Beatrice kept her eyes on the table, because looking at anyone right now might undo her.
“That will be all.” She cleared her throat, steeling her voice just enough to sound human and not like hollow porcelain. “Thank you, Jane.”
The maid’s relief showed in the loosening of her shoulders.
“Of course, Your Grace.” She bobbed another curtsey, then retreated quietly after the others.
When the door closed behind her, the silence pressed in, heavy and absolute. Beatrice let out the breath she had been holding, her shoulders trembling despite her stillness.
She turned toward her reflection in the gleaming silverware. The woman staring back at her wore the expression of someone who had expected little and still managed to be disappointed. Her fingers brushed the pearls at her throat.
“Foolish,” she whispered to her reflection. “You truly thought a rake could bear to stay even one night.”
She pushed back her chair and stood abruptly, needing to move—anywhere, away from the suffocating emptiness of the grand dining table set for two.
The soft rustle of silk followed her across the room, the hem of her skirt whispering over polished floors that felt far too large beneath her feet.
Her hands curled into fists by her sides, her fingernails biting into her skin. “You fool,” she breathed again, but this time she wasn’t sure whether she meant him or herself.
A rake does not change. A rake never does.
Her throat ached, though no tears came.
He could not even pretend. Not for an evening. Not for the sake of propriety. Not for me.
Her jaw clenched. A rake did not become responsible simply because circumstances demanded it.
London likely had its claws in him already, its cards and champagne and painted women more alluring than a duchess he barely knew.
While she—his wife—sat beneath chandeliers and pretended not to notice the empty chair across from her, and his child slept upstairs.
She paused at the foot of the staircase, her hand gripping the banister until her knuckles ached.
A soft shuffling broke the silence. The servants had entered with quiet efficiency, lighting candles and laying out the last of the dishes—a perfectly prepared dinner she had barely noticed.
“Your Grace?” the butler called tentatively. “Dinner is served.”
Beatrice didn’t turn.
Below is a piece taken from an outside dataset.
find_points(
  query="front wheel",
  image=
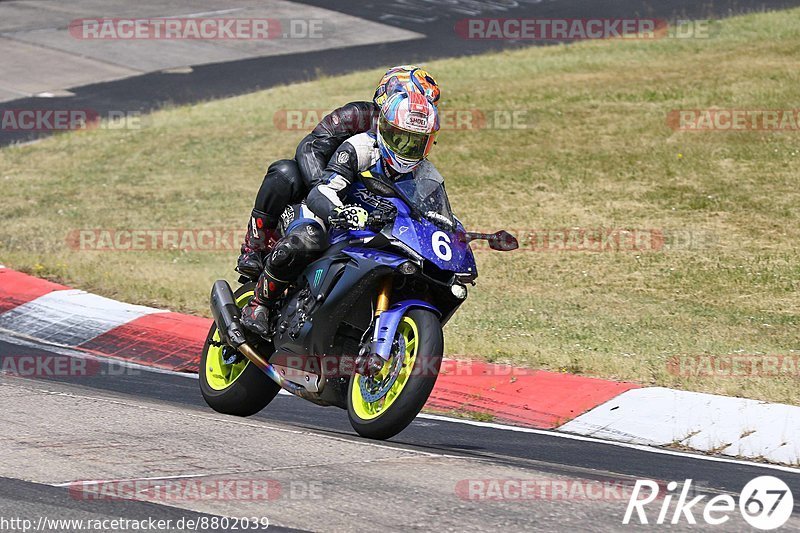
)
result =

Didn’t move.
Mrs. Hart, the housekeeper, swept her gaze over Beatrice’s rigid figure, and understanding flashed in her eyes. She waved a hand to the footmen. “No,” she murmured. “Clear it away.”
The butler hesitated. “Shall we send a tray upstairs instead?”
“Yes,” Mrs. Hart replied gently. “Something light. And… a calming tea.”
The footmen began clearing the plates, and Beatrice began the long climb to her room. By the time she reached the landing, her breath trembled, but her resolve had hardened.